Make sure your network and storage bricks are performing as you expect them to, Gluster is only as good as underlying hardware.  What happens with reads?  What happens when you do multiple threads doing writes? 

for n in `seq 1 4` ; do 
  eval "dd if=/dev/zero of=testfile$n.bin bs=100M count=10 &"
done
time wait

> > If I try to execute above command inside virtual machine (KVM),
> > first
> > time all going right - about 900MB/s (cache effect, I think), but
> > if I
> > run this test again on existing file - task (dd) hungs up and can
> > be
> > stopped only by Ctrl+C.

In future, post qemu process command line (from ps awux).  Are you writing to "local" file system inside virtual disk image or are you mounting Gluster from inside the VM?  If you are going through /dev/vda then are you using KVM qemu cache=writeback?  You could try cache=writethrough or cache=none, see comments below for cache=none.  Also, try io=threads not io=native.  

> >
> > Overall virtual system latency is poor too. For example, apt-get
> > upgrade upgrading system very, very slow, freezing on "Unpacking
> > replacement" and other io-related steps.
> >

If you don't have a fast connection to storage, the Linux VM will buffer write data in the kernel buffer cache until it runs out of memory for that (vm.dirty_ratio), then it will freeze any process that issues the writes.    If your VM has a lot of memory relative to storage speed, this can result in very long delays.  Try reducing Linux kernel vm.dirty_background_ratio to get writes going sooner and vm.dirty_ratio so that the freezes don't last as long.  You can even reduce VM's block device queue depth.  But most of all make sure that gluster writes are performing near a typical local block device speed.

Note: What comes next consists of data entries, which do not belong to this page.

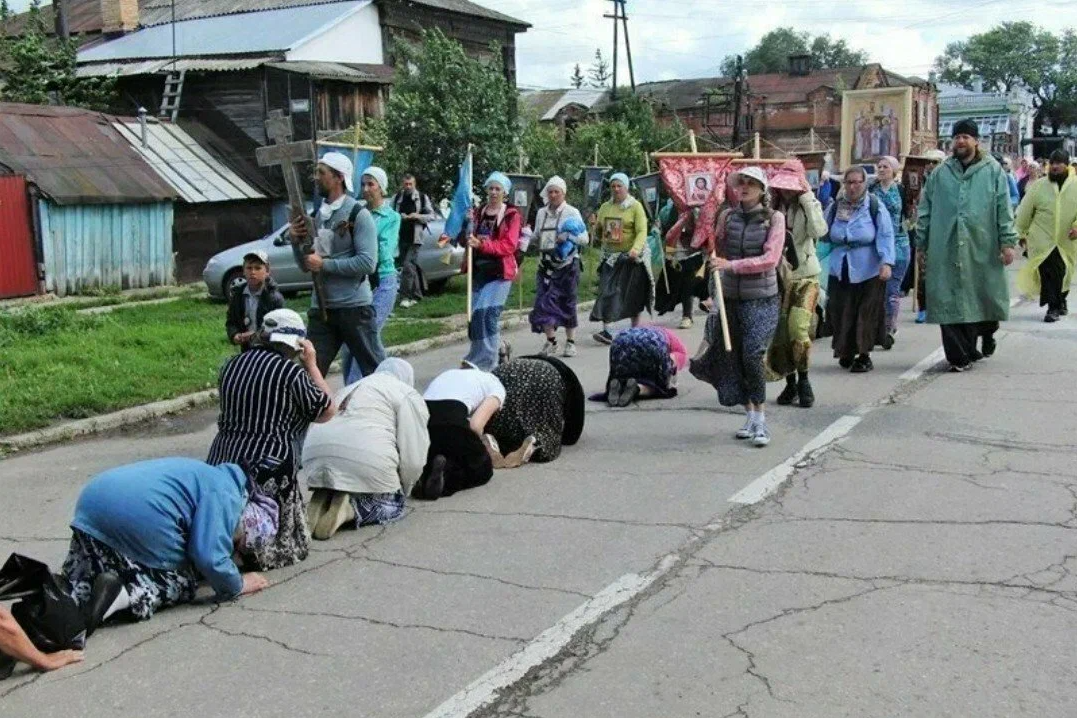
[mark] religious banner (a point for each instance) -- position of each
(875, 123)
(647, 186)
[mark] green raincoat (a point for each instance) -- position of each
(1044, 220)
(964, 222)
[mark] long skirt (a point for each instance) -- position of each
(856, 314)
(534, 406)
(626, 287)
(791, 349)
(488, 301)
(150, 589)
(740, 377)
(643, 353)
(681, 284)
(467, 462)
(556, 292)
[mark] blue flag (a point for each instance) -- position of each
(461, 201)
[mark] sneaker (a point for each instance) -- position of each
(862, 365)
(761, 435)
(805, 393)
(789, 393)
(613, 392)
(340, 511)
(747, 431)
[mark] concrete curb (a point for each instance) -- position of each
(108, 422)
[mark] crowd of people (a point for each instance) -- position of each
(144, 535)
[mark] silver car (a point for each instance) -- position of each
(225, 269)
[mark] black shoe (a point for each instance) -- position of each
(807, 395)
(613, 392)
(107, 587)
(788, 394)
(862, 365)
(432, 483)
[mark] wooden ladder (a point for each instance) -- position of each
(173, 90)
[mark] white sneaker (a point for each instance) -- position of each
(761, 436)
(747, 431)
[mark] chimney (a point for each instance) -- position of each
(119, 16)
(800, 65)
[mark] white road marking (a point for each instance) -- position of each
(485, 690)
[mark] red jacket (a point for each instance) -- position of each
(505, 241)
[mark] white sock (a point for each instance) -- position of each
(123, 601)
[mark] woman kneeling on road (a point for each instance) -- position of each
(364, 462)
(161, 525)
(461, 403)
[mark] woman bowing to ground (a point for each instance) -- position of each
(269, 396)
(749, 242)
(561, 233)
(494, 241)
(862, 258)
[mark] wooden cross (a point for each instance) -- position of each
(285, 154)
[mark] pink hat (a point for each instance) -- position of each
(789, 176)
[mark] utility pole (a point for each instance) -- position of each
(619, 14)
(738, 99)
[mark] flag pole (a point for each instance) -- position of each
(471, 267)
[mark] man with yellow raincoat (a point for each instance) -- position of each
(1047, 222)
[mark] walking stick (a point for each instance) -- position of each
(719, 297)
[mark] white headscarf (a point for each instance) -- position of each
(554, 182)
(399, 368)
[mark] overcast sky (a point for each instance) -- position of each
(689, 38)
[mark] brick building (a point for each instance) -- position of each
(797, 111)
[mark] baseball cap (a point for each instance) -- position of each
(284, 326)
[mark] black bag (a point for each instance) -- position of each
(46, 613)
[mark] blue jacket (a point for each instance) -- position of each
(167, 514)
(865, 243)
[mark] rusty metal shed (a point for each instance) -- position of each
(101, 215)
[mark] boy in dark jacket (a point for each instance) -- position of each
(251, 300)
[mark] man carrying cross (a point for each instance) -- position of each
(346, 254)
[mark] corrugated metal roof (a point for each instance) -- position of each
(75, 156)
(229, 34)
(121, 68)
(84, 16)
(334, 71)
(182, 163)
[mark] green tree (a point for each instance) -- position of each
(599, 73)
(1020, 56)
(442, 101)
(38, 69)
(773, 51)
(577, 76)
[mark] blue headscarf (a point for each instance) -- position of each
(499, 178)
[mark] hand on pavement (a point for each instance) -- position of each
(253, 583)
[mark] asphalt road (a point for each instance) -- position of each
(901, 549)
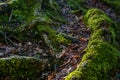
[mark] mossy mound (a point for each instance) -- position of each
(19, 67)
(115, 4)
(101, 57)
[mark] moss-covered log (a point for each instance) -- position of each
(101, 57)
(19, 67)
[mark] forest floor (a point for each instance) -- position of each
(71, 55)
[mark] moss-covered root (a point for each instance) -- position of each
(101, 57)
(19, 68)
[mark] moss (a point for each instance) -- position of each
(77, 5)
(19, 67)
(98, 20)
(101, 57)
(55, 38)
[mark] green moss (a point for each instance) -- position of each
(97, 63)
(17, 67)
(101, 57)
(115, 4)
(77, 5)
(98, 20)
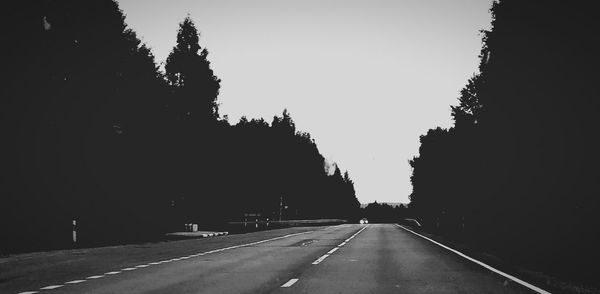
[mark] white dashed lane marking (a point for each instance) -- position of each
(320, 259)
(51, 287)
(289, 283)
(94, 277)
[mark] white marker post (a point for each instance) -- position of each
(74, 231)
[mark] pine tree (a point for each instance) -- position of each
(194, 86)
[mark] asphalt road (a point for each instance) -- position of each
(376, 258)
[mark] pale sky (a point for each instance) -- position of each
(364, 78)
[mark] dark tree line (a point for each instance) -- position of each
(93, 131)
(384, 213)
(517, 174)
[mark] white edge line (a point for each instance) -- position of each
(292, 281)
(289, 283)
(515, 279)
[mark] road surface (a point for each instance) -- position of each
(350, 258)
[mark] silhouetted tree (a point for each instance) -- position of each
(517, 171)
(194, 85)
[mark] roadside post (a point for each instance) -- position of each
(74, 228)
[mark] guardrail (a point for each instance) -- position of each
(255, 225)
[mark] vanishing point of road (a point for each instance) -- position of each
(348, 258)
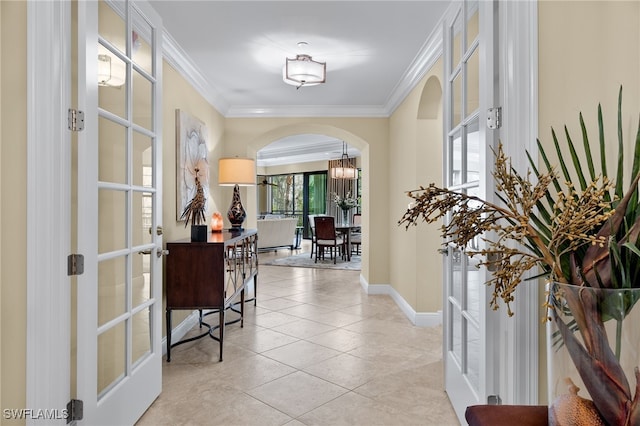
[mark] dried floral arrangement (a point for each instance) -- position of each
(194, 211)
(584, 234)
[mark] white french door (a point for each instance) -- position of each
(119, 326)
(470, 89)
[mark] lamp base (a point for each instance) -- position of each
(236, 213)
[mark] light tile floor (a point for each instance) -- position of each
(316, 350)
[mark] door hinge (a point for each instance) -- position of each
(74, 410)
(494, 400)
(75, 120)
(494, 118)
(75, 264)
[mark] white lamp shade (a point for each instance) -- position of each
(111, 71)
(236, 171)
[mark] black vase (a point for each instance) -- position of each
(199, 233)
(236, 213)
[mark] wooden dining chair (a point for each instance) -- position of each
(326, 238)
(356, 233)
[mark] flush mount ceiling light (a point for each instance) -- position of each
(303, 70)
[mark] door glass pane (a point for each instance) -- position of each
(141, 42)
(141, 337)
(142, 100)
(111, 289)
(111, 357)
(456, 100)
(111, 97)
(456, 332)
(141, 279)
(473, 152)
(473, 28)
(473, 288)
(111, 220)
(473, 355)
(142, 160)
(141, 218)
(112, 148)
(456, 41)
(473, 80)
(112, 71)
(111, 25)
(457, 274)
(456, 160)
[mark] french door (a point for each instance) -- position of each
(119, 298)
(470, 89)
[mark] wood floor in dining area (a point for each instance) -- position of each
(316, 350)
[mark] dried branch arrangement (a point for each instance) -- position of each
(579, 227)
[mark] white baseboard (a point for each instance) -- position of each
(183, 328)
(420, 319)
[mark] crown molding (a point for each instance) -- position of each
(181, 62)
(307, 111)
(429, 54)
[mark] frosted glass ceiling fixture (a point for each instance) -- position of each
(303, 70)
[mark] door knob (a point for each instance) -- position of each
(158, 230)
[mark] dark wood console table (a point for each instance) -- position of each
(210, 275)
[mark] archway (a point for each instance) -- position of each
(332, 132)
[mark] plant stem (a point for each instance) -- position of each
(618, 339)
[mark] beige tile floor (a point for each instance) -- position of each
(317, 350)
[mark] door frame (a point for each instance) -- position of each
(518, 67)
(48, 207)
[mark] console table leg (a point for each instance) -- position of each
(168, 321)
(255, 289)
(221, 331)
(242, 308)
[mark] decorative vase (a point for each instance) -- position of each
(345, 217)
(199, 233)
(236, 213)
(593, 355)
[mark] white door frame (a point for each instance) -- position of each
(48, 207)
(518, 44)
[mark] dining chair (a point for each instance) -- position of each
(312, 228)
(356, 233)
(326, 237)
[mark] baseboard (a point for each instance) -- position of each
(420, 319)
(181, 329)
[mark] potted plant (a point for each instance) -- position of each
(194, 212)
(580, 228)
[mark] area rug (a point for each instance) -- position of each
(303, 260)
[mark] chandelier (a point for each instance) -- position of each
(345, 170)
(304, 71)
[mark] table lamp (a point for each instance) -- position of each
(237, 172)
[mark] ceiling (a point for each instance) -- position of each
(374, 51)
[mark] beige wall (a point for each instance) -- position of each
(179, 94)
(13, 157)
(415, 155)
(586, 51)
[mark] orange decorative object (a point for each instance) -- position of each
(216, 222)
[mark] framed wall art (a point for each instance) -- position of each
(192, 148)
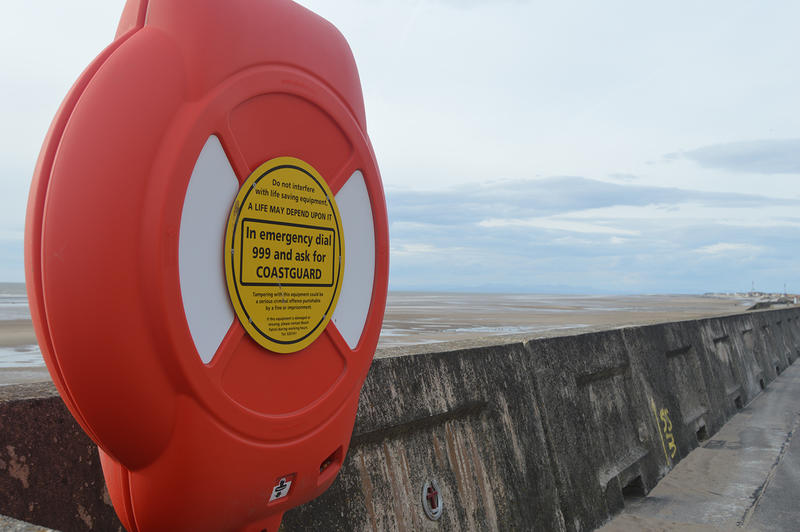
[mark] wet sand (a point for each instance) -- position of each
(424, 319)
(422, 322)
(14, 334)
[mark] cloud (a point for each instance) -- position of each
(522, 199)
(728, 248)
(557, 225)
(572, 234)
(780, 156)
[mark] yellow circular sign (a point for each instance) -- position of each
(284, 254)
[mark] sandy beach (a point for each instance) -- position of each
(418, 322)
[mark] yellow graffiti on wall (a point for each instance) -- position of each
(665, 431)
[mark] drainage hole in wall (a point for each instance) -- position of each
(634, 489)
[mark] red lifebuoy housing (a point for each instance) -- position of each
(207, 260)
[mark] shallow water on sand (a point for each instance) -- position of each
(419, 318)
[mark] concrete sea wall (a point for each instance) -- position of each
(541, 434)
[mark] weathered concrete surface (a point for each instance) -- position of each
(566, 428)
(49, 469)
(546, 434)
(747, 476)
(12, 525)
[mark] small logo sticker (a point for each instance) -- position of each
(281, 488)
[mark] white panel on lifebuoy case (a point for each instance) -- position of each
(211, 190)
(359, 268)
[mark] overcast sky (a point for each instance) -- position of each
(624, 147)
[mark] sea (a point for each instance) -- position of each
(14, 307)
(418, 318)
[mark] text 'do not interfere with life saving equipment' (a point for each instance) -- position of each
(284, 255)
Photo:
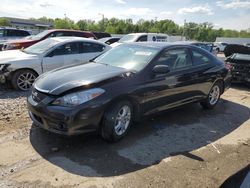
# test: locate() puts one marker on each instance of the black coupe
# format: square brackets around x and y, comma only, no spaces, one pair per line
[123,85]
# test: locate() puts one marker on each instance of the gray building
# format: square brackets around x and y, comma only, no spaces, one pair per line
[32,25]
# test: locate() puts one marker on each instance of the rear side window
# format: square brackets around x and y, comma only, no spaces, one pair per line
[67,49]
[88,47]
[175,59]
[13,33]
[199,58]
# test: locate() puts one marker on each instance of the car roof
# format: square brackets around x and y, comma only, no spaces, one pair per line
[72,39]
[158,45]
[71,30]
[11,28]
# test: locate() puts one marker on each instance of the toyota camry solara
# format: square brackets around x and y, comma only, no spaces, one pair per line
[123,85]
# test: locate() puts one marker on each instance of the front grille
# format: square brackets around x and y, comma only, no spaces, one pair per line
[39,119]
[38,96]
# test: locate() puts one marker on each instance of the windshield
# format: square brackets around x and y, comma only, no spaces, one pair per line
[104,39]
[128,38]
[1,32]
[40,35]
[130,57]
[41,47]
[207,47]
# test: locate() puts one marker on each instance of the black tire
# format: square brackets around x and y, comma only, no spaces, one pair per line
[208,103]
[20,74]
[109,122]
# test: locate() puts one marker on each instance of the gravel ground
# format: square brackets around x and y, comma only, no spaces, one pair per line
[187,147]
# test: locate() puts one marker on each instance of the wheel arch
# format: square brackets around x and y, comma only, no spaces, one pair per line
[220,81]
[21,69]
[134,102]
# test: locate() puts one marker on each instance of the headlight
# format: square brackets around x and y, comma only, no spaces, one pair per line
[78,98]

> > Does glusterfs have any tuning options, that can help me?
> >
> >

If your workload is strictly large-file, try this volume tuning:

-- storage.linux-aio: off (default)                                                                                                                
cluster.eager-lock: enable 
 (default is disabled)
network.remote-dio: on (default is off)
performance.write-behind-window-size: 1MB (default)

for pure single-thread sequential read workload, you can tune read-ahead translator to be more aggressive, this will help single-thread reads, but don't do this for other workloads, such as virtual machine images in the Gluster volume (will appear to Gluster as more of a random I/O workload).

performance.read-ahead-page-count: 16 (default is 4 128-KB prefetched buffers)

http://community.gluster.org/a/linux-kernel-tuning-for-glusterfs/

Red Hat Storage distribution will help tune Linux block device for better performance on many workloads.